Solicitor Peter Ievins is proof you can have it both ways. He is an independent sole practitioners, yet he need only take a few steps to consult one of six other legal colleagues at The Solicitors Chambers in Peterborough.

Established in 1990 by Neil Davidson, Peterborough's chambers pioneered an idea that Law Society president Tony Girling has now suggested other high street practioners should follow.

Ievins says to succeed you do not need a fabulous building to operate out of, but rather a customer service mentality and a close bond between solicitors at the chambers. “Anything will work if you like and trust each other,” he says.

There is scope for argument in calculating how to pay chambers overheads but, in the case of the Peterborough practice, individual solicitor's earnings are calculated each month and those with higher incomes pay a greater share of the costs – a “rough and ready system”, according to Ievins, but one that works.
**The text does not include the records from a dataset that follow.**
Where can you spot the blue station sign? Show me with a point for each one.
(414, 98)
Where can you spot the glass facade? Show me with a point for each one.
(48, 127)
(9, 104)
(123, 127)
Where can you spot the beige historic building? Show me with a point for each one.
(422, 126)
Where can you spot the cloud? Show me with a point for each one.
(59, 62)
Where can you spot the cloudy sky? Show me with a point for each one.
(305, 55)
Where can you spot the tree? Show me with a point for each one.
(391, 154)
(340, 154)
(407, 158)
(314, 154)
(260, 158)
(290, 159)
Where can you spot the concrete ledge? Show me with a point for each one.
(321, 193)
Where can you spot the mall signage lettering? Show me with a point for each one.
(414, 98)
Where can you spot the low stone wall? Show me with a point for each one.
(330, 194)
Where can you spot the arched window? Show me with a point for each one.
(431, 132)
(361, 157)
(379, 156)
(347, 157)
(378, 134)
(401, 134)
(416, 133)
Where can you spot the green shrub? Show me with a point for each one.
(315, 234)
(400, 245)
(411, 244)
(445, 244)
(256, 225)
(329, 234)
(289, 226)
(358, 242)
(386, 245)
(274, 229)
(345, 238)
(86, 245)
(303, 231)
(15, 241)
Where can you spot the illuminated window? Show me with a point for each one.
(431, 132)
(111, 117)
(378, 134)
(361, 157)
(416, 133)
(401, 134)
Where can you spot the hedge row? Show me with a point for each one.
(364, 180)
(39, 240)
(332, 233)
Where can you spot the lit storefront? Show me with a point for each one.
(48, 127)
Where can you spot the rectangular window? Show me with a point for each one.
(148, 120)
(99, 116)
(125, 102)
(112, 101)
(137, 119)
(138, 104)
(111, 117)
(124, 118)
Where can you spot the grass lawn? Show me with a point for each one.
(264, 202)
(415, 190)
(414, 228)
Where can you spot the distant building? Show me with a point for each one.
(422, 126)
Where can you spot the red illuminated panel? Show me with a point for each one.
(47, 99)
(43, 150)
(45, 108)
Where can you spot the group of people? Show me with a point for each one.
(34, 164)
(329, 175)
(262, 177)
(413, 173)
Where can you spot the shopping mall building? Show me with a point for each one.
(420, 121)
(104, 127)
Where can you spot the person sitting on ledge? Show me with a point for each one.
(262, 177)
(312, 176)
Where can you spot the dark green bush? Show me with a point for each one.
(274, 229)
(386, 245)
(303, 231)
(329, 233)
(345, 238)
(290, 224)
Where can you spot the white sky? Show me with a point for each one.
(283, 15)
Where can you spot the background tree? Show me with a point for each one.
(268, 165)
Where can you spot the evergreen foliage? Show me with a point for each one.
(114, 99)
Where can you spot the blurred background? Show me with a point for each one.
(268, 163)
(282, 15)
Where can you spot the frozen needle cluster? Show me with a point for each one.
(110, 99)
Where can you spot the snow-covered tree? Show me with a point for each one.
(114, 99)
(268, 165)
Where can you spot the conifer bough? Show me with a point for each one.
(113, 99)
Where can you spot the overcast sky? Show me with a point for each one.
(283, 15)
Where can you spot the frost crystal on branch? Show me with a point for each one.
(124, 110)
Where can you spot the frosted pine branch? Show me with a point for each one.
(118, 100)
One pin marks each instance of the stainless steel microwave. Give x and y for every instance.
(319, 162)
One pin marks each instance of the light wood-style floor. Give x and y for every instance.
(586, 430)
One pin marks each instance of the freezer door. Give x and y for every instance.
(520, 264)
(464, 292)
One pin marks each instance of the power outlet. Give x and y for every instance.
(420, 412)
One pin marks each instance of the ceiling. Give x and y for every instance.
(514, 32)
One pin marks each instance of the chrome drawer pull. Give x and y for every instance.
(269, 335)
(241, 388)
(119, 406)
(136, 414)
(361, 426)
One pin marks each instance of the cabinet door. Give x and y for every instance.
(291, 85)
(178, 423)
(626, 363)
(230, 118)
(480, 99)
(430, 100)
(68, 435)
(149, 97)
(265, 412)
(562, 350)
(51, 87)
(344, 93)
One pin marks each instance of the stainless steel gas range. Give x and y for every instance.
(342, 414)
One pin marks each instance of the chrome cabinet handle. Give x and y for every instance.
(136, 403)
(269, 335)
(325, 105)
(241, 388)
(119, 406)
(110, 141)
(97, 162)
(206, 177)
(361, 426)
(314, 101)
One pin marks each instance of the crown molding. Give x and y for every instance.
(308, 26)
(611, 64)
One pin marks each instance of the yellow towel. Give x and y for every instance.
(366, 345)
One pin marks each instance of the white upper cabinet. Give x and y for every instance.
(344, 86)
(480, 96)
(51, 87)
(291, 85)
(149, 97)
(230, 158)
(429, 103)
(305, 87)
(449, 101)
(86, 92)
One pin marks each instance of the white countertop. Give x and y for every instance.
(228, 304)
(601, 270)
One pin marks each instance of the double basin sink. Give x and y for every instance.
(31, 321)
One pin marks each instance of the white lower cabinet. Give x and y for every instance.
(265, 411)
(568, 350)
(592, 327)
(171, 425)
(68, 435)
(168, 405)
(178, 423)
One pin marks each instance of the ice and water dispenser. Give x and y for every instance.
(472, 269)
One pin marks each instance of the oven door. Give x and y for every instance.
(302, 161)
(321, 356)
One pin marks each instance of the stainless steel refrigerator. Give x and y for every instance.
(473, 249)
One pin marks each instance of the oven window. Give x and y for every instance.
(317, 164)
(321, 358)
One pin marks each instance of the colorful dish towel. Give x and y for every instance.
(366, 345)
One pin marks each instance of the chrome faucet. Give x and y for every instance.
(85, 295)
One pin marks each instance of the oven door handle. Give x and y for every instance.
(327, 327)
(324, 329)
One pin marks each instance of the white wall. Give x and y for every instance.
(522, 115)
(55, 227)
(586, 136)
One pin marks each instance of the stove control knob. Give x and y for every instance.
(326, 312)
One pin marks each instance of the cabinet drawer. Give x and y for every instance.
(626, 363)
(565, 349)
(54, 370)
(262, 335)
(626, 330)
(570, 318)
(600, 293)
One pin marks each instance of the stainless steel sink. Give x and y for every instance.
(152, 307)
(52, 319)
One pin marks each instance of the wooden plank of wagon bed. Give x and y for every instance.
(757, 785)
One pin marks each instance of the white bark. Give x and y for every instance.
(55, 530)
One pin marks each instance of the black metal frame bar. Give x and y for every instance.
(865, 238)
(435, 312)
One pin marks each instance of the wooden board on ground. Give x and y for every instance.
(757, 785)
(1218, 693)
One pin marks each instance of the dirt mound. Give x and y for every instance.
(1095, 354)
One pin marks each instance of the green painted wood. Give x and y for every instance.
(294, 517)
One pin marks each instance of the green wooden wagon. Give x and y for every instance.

While the chambers does get customers walking in off the street looking for legal advice, it also receives a lot of referral work from solicitors outside of the area.

Ievins believes that there is plenty of scope for growth of the chambers concept, but sole practitioners have been slow to be pick up on the idea.

Fewer than 40 solicitors have so far requested a suggested heads of agreement form for solicitors' chambers drawn up by the Law Society late last year.

Sole Practitioners Group chair John Lymbury, who was instrumental in creating the solicitors' chambers blueprint, endorses the chambers concept but warns that it is not the answer for all the 5,000-plus solicitors working on their own in England and Wales .

Lymbury argues that just as some shoppers prefer their corner shop to a Tesco supermarket, so too clients often like dealing with a sole practitioner in their own office.

Susan Singleton, of Middlesex firm Singletons Solicitors, says while the Law Society may publicly promote chambers for many sole practitioners working from home could be the best solution.

“The economics are indisputable,” says Singleton. “Ima- gine a life with no partners, profits at over 90 per cent of turnover, no employees, always visiting clients on their home ground, few time-wasting meetings, going downstairs to work wearing your oldest clothes…”

It may seem an idyllic solution when facing yet another traffic jam or tube breakdown but many solicitors who go to work to escape home may shudder at such a concept.

Lymbury warns that which-ever solution sole practitioners choose to improve their situation on the high street, one of their primary concerns in making any decision should be clients.

“I think the future is very perilous for those sole practitioners who do not address their minds to the requirements of their communities,” he says.